Last time I wrote about Southwest Video, the Halethorpe business was closed even after the county Board of Appeals ruled it was improperly shut down by county officials. Southwest did eventually reopen – only to be shut down last week once again by county officials.
Meg Ferguson, the county hearing officer, ordered the business closed July 1 until it removed all of its “viewing booths and video display devices.” Ferguson also fined Southwest $13,200 on top of the $50,800 she fined the business in the spring for operating an adult entertainment business in a prohibited commercial zone.
Mike Mohler, deputy director of the county permitting office, said he and colleagues would be returning to Southwest today to make sure the video booths had been removed.
Howard Schulman, Southwest’s lawyer, called the closing illegal, alluding to his earlier, successful argument that a court order and the accompanying due process are necessary to shut the business down.
“The county unfortunately has resorted to illegal methods to enforce what it says is the law,” he said.
Schulman said Southwest is considering its legal options, one of which is to sue the county for damages in order to “decide the matter once and for all in a judicial setting.” (Southwest has filed two mandamus-related lawsuits against the county stemming from the zoning and code enforcement actions.)
All of this comes as the Baltimore County Council approved Tuesday more restrictive zoning laws for adult entertainment businesses.
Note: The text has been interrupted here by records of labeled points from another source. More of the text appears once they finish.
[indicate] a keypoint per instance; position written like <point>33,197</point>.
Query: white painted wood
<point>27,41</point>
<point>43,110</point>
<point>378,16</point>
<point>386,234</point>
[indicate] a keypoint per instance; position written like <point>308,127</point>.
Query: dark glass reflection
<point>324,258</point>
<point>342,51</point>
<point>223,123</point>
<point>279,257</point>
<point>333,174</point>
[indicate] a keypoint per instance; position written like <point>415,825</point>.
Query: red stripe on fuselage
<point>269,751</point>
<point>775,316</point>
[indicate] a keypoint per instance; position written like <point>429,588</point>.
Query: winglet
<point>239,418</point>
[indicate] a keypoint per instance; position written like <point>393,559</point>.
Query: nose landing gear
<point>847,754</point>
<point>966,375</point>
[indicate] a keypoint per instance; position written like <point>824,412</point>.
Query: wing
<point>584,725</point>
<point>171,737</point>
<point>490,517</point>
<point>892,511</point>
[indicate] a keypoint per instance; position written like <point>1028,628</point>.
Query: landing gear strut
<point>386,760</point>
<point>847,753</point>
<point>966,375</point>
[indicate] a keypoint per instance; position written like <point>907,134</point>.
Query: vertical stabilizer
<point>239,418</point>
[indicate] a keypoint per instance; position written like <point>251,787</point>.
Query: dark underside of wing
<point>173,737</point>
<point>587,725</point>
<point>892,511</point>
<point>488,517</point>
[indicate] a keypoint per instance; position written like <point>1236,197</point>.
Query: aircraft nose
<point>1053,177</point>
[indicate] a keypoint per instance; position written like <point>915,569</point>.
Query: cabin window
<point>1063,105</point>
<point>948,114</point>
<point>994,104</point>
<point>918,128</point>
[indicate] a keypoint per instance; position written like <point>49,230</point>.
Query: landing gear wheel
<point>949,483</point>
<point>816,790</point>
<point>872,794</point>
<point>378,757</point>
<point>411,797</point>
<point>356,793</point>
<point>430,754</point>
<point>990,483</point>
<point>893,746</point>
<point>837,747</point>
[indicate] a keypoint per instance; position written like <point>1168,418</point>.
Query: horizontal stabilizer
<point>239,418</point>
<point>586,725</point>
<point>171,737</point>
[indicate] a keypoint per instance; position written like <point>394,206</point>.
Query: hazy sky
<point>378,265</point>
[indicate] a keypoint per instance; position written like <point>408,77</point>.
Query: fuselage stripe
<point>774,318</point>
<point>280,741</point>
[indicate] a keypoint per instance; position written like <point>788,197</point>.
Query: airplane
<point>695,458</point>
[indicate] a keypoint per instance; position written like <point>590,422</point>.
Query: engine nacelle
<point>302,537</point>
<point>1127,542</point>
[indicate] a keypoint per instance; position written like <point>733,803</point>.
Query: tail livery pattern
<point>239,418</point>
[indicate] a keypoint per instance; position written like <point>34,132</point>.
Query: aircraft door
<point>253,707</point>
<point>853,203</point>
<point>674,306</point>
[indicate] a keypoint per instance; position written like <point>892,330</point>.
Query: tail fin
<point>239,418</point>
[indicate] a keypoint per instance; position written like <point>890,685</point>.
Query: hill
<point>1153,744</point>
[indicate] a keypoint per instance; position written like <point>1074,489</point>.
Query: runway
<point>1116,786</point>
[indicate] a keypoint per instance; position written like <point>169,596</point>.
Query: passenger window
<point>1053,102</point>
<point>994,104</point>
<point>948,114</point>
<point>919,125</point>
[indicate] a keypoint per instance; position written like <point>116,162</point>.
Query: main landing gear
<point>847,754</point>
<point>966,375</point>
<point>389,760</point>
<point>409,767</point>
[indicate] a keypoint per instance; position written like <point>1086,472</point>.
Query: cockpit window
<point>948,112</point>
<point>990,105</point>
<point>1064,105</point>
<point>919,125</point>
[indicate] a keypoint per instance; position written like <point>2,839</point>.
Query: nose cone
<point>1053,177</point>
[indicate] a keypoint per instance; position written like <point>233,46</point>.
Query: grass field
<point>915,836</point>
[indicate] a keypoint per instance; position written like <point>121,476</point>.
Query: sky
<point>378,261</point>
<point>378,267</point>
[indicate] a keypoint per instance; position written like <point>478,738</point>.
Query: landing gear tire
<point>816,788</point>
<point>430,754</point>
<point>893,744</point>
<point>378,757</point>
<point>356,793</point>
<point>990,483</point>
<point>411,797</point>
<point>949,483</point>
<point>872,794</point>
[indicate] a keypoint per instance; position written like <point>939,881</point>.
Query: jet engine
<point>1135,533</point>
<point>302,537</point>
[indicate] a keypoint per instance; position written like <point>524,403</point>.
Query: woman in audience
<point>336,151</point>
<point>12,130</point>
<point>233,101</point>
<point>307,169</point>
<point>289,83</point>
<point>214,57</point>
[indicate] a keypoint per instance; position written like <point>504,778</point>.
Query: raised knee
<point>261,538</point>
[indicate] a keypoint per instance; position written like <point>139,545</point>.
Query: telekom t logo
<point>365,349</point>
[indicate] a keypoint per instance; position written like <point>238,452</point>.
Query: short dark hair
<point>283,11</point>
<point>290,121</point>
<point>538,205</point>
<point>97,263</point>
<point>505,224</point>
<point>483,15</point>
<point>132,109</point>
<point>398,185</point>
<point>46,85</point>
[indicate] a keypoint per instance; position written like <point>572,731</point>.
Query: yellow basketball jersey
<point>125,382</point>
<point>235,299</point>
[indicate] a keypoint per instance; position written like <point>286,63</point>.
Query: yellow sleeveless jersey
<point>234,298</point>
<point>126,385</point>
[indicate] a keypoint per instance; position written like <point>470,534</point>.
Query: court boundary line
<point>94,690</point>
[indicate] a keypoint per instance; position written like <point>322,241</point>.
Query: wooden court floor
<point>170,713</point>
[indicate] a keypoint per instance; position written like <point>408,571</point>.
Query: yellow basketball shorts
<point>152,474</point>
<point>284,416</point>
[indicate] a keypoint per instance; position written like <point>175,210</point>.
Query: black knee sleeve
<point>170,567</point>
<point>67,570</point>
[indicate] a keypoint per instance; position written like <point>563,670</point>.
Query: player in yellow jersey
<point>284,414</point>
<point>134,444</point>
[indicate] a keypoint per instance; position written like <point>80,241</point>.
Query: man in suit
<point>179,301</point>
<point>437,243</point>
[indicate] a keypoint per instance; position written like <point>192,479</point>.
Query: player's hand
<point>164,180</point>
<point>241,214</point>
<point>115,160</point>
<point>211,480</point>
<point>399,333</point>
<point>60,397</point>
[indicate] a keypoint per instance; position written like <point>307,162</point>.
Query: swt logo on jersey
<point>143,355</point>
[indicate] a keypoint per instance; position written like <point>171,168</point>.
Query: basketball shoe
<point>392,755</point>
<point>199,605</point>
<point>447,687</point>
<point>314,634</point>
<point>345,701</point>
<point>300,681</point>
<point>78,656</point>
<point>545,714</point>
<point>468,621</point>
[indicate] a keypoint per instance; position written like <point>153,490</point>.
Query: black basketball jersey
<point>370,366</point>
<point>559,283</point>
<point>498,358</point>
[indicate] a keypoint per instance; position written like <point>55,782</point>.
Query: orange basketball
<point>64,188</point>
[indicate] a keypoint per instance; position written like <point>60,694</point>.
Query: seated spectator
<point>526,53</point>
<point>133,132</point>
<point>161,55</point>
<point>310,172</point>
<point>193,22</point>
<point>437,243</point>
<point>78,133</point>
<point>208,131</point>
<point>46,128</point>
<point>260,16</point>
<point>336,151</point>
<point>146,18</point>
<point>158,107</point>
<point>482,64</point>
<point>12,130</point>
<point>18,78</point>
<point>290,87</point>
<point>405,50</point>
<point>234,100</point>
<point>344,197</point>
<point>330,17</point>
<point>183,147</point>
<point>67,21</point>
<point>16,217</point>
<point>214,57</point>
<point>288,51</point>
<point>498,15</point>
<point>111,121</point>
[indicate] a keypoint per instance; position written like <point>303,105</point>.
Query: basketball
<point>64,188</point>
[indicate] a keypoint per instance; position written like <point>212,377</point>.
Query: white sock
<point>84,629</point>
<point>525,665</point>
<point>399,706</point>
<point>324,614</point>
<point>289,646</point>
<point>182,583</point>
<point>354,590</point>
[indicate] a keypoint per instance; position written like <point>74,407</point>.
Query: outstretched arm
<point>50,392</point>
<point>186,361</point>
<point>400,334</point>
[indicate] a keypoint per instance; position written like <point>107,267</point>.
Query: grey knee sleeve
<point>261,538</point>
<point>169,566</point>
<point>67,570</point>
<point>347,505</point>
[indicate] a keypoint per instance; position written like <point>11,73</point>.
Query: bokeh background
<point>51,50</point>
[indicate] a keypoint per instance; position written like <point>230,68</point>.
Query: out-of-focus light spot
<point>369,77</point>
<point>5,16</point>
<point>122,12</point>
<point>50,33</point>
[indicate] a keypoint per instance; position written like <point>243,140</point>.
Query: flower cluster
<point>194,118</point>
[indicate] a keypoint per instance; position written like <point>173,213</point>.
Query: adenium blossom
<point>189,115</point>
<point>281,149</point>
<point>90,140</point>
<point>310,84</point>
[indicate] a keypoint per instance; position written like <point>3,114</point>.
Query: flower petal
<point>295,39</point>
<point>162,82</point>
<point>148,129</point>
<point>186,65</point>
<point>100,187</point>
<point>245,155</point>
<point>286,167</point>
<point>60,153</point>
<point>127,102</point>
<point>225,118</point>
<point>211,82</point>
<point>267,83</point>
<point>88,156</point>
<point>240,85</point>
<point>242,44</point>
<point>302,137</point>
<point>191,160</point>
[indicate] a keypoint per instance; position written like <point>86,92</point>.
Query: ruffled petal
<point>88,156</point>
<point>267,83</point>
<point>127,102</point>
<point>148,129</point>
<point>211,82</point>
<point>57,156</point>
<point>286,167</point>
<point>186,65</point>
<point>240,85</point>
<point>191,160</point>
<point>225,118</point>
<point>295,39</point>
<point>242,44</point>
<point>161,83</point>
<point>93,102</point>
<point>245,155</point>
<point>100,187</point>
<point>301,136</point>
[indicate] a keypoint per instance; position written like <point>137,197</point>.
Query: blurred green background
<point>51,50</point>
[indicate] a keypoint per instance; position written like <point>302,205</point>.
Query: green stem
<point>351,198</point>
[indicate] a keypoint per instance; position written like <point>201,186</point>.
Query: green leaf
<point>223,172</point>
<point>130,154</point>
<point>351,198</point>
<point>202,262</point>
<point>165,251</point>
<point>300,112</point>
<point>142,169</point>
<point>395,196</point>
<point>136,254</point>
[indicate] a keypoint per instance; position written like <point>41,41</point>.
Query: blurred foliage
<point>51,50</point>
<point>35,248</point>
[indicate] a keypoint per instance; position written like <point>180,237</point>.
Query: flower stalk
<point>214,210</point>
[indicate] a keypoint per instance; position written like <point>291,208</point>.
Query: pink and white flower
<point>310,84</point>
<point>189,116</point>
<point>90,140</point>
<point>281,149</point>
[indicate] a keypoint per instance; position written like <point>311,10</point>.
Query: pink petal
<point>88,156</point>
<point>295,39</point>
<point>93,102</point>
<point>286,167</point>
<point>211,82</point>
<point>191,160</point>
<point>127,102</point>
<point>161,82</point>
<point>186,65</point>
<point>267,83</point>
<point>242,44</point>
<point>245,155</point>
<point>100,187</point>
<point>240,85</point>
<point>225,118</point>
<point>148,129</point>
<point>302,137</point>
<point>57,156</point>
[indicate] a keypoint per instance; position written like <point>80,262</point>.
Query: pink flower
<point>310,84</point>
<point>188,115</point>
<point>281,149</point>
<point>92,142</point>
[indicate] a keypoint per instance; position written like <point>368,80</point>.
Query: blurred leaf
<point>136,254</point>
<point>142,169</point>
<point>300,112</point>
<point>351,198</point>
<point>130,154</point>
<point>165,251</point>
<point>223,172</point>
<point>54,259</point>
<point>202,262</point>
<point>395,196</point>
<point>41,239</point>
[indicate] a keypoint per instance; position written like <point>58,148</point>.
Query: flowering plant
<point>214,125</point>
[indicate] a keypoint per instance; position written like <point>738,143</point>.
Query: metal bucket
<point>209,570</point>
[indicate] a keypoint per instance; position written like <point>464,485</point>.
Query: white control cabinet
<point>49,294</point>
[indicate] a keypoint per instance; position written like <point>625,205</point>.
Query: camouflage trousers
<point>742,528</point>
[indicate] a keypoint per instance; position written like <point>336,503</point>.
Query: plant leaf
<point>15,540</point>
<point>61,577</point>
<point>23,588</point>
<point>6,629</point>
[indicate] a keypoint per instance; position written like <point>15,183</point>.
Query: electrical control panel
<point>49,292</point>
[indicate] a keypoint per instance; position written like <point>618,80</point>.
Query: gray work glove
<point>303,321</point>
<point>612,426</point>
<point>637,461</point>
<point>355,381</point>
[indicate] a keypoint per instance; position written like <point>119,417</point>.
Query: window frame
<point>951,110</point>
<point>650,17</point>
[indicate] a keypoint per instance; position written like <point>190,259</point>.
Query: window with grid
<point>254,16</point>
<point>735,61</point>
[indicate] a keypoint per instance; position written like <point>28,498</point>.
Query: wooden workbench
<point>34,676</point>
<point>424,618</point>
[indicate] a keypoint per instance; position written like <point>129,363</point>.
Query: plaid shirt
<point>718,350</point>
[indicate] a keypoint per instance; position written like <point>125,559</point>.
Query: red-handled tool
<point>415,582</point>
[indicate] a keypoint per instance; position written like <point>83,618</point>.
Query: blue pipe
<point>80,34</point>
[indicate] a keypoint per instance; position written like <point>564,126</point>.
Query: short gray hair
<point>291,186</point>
Among other changes, stores with adult content that exceeds 15 percent of the total inventory would be classified as adult entertainment businesses and must be located in manufacturing zones. That’s down from the 20-percent threshold but more than the 5-percent figure proposed in response to Halethorpe residents’ complaints about Southwest during a council session in May.
Schulman, who skimmed the legislation when I called him, said it seemed “too broad in terms of its scope and reach.”